Just another idea if wood working tools and experience is your interest. Surprising light weight for it’s profile. You can make up sections about 4 inches in height to try various leading edge angles to get desired wing profile. I suppose balsa could be used, but you would need to add “hard points” for mounting of tangs for diamonds and shrouds.

If you build from shorter ply sections - stagger the joints so they don’t fall across from one another.

We built our in basement - had to get it out via windows. Forgot about getting the mast out of the house after completion.

why don’t you try buyin some carbon fibre tube from another supplier (in other industries) & just cut the sail track in it (as long as you have a angle grinder with a diamond blade on it) or maybe use carbon fibre mast track off a dinghie (i14’s use carbon fibre sail tracks, in aus they are about 80 bucks for 3m or somethin like that iirc). i will either make my own cf mast or buy a cf tube & cut a sail track in it (with a little help from my work mates)

I think if you cut a slot the length of the carbon tube, you will wind up with a tube that has virtually no torsional strength.

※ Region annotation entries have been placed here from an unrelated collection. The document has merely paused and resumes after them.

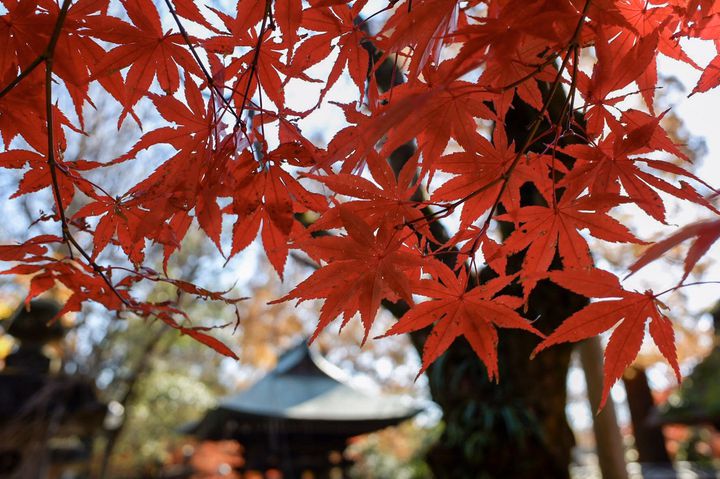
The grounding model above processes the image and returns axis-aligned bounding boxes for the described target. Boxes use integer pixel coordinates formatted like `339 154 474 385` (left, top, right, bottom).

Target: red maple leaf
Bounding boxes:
533 268 680 408
278 206 422 341
386 261 544 380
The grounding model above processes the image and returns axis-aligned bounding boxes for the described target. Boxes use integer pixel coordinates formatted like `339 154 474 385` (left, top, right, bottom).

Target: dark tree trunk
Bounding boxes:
416 283 585 479
366 39 587 479
414 89 587 479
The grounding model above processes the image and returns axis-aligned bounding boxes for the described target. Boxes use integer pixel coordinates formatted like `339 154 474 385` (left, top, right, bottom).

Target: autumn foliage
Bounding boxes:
0 0 720 408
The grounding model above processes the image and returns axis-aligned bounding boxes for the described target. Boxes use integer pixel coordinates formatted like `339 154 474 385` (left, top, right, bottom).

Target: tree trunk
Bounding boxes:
366 43 587 479
578 337 628 479
414 282 586 479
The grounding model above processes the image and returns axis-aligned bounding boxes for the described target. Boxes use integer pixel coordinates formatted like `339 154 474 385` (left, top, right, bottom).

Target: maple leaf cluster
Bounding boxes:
0 0 720 404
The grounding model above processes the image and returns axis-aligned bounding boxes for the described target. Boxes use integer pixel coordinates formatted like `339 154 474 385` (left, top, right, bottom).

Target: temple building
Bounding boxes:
189 341 420 479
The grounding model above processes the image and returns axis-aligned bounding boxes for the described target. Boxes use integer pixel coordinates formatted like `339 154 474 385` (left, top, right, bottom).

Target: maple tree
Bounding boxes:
0 0 720 458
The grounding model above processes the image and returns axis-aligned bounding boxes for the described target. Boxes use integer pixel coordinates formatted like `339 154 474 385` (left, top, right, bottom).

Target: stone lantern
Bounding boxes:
0 299 105 479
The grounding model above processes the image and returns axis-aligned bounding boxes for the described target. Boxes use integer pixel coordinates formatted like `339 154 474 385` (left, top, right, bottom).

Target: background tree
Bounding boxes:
0 0 720 477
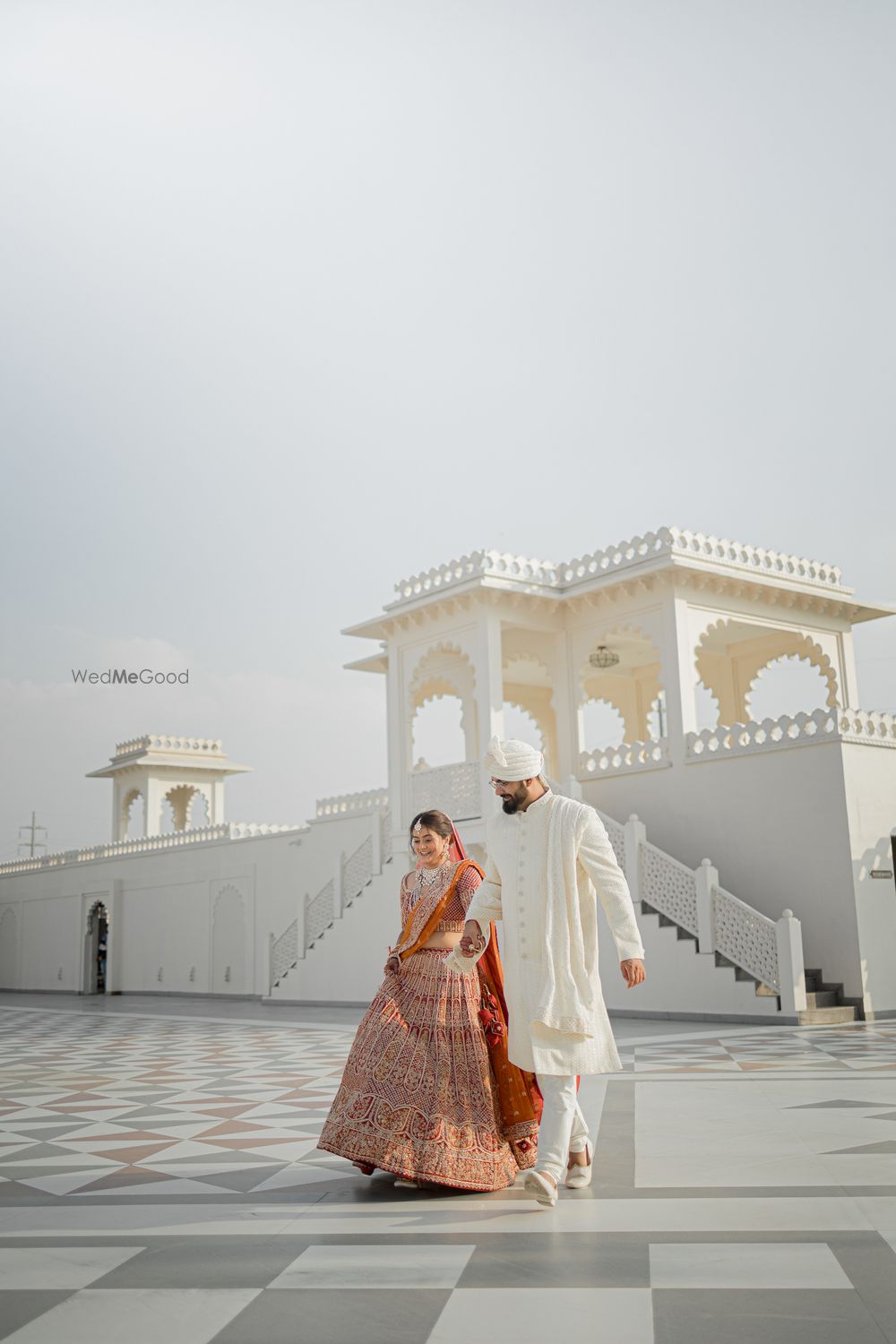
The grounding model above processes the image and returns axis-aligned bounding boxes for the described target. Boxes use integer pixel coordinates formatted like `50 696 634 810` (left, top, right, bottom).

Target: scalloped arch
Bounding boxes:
409 640 476 712
212 882 243 919
694 617 840 710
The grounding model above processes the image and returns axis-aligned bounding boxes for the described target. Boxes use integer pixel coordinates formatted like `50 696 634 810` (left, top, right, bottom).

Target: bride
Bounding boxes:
317 811 541 1191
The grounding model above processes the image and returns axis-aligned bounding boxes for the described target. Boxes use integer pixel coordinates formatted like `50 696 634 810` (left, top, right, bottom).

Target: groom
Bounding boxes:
447 738 645 1207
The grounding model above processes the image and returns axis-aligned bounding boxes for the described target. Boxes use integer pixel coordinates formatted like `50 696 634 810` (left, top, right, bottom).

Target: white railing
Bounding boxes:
269 811 391 989
314 789 388 822
305 878 336 951
0 822 307 876
638 840 697 937
711 887 780 994
391 527 852 607
270 919 298 984
579 738 672 780
620 814 806 1015
411 761 482 822
685 709 896 762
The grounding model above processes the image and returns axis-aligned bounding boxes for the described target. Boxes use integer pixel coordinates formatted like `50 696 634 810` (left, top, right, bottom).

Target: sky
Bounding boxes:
0 0 896 859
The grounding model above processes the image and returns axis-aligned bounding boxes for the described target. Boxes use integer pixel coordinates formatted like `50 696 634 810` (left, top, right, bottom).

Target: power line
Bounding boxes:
19 812 47 859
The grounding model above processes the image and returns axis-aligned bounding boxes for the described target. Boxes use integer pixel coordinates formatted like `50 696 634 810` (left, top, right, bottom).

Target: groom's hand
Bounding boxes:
619 957 646 989
458 919 485 957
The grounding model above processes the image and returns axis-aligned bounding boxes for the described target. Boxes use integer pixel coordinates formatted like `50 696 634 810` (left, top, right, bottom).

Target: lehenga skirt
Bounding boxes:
317 948 521 1191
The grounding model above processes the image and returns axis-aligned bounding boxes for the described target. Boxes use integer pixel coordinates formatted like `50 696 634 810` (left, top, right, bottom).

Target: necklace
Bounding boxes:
417 860 450 892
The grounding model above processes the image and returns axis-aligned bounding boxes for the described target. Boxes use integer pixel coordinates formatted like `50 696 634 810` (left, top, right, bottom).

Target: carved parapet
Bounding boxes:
0 822 306 875
685 709 896 761
579 738 672 780
116 733 224 757
314 789 388 822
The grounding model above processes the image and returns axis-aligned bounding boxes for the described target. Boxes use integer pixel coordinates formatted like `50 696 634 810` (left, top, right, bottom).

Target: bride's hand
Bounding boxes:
458 919 485 957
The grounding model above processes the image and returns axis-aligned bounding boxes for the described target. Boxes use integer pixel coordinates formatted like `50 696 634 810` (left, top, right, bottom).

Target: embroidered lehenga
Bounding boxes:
318 832 541 1191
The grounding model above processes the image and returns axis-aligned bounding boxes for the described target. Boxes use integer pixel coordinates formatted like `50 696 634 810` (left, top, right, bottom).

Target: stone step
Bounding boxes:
799 1004 856 1027
806 986 844 1008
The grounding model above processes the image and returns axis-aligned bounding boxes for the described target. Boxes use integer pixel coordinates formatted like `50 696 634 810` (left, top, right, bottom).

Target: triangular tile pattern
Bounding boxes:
0 1010 896 1202
0 1010 353 1201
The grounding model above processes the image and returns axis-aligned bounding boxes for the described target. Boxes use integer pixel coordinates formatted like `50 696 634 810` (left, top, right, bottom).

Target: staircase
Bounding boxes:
269 811 392 994
269 789 861 1026
799 970 861 1027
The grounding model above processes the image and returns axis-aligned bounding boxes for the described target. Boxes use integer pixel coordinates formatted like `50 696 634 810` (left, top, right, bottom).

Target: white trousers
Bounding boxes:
536 1074 589 1185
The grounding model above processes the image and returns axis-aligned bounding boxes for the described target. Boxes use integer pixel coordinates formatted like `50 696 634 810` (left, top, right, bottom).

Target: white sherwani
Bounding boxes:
452 793 643 1075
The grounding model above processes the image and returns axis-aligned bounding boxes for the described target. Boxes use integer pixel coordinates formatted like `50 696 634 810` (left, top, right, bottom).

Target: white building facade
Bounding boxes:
0 529 896 1021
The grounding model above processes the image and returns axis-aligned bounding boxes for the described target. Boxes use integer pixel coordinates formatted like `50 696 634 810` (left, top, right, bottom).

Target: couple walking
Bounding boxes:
318 738 645 1206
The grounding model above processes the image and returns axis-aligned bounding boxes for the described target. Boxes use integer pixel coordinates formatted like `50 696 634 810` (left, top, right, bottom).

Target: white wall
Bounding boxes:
0 814 372 999
19 898 83 994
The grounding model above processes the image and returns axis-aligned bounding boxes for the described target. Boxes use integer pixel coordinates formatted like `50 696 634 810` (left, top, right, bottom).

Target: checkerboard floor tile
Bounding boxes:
0 1003 896 1344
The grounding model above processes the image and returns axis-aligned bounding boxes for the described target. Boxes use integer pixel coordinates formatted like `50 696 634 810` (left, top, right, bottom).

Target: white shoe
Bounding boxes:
565 1144 594 1190
525 1171 557 1209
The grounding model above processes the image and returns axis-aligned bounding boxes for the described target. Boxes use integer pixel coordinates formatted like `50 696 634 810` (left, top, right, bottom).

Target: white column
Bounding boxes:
775 910 806 1013
142 776 168 836
625 812 648 909
385 644 414 838
371 812 383 878
476 612 504 755
694 859 719 956
549 632 579 780
659 590 697 765
837 631 861 710
106 878 125 995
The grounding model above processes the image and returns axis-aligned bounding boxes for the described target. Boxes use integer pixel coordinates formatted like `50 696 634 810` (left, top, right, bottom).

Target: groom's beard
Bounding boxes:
501 785 527 817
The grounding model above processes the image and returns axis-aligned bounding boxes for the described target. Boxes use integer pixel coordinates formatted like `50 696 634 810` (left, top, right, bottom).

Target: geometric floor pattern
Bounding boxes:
0 996 896 1344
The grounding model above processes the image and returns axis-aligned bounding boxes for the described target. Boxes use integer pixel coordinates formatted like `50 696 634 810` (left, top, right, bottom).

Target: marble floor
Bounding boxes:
0 995 896 1344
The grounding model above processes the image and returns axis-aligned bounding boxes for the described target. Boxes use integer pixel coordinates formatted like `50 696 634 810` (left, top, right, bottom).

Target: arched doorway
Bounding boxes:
84 900 108 995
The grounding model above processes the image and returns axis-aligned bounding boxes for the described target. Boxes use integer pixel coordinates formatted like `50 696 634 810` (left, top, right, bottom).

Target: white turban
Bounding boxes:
482 738 544 784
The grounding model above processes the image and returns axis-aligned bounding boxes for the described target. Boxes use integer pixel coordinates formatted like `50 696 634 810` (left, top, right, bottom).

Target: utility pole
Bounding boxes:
19 812 47 859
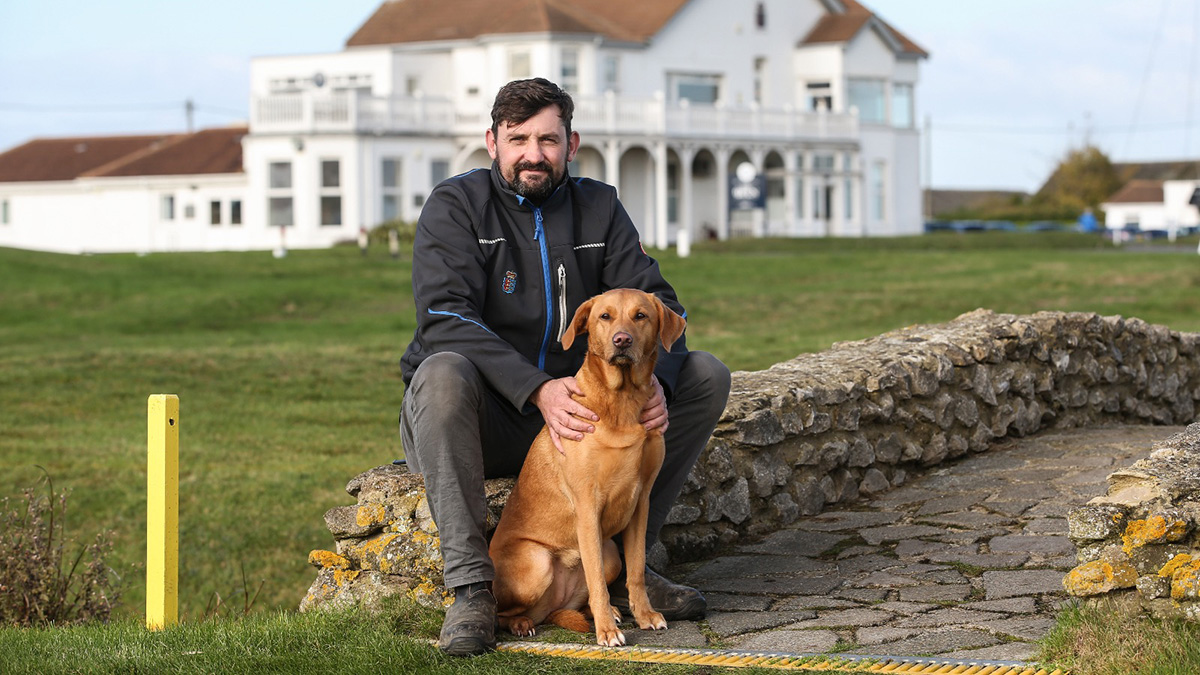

The full round, or foil shape being solid is what gives the mast (tube) it’s strength. As the mast bends, one side goes into compression while the opposite side tries to lengthen to match the other side. As long as the tube is not split this will resist bending to the point of breaking. On the other hand, if the mast is vertical with a vertical trailing edge slot, as the mast bends to the side, one surface will be in compression and bow outwards, while the other side cannot help support the bend (or stretch) and the mast will fail. This is why on a mast, you need a central shear web support to help reduce mast bend, and you need some kind of trailing edge web to prevent the mast track from opening.

For a real short mast, a slot full length might not fail, but when you get up to 12 feet in length (4 meters approx.) you need something to keep the training edge slot from getting wider when the mast bends.

Simply take a drinking (soda) straw and slice it lengthwise with Xacto blade. Holding each end, begin to bend the plastic straw and watch what happens to the slice that once was very narrow and fairly close together. It will take very little pressure to “kink” the straw. Assume “kink” in plastic straw equals catastrophic failure in a carbon tube.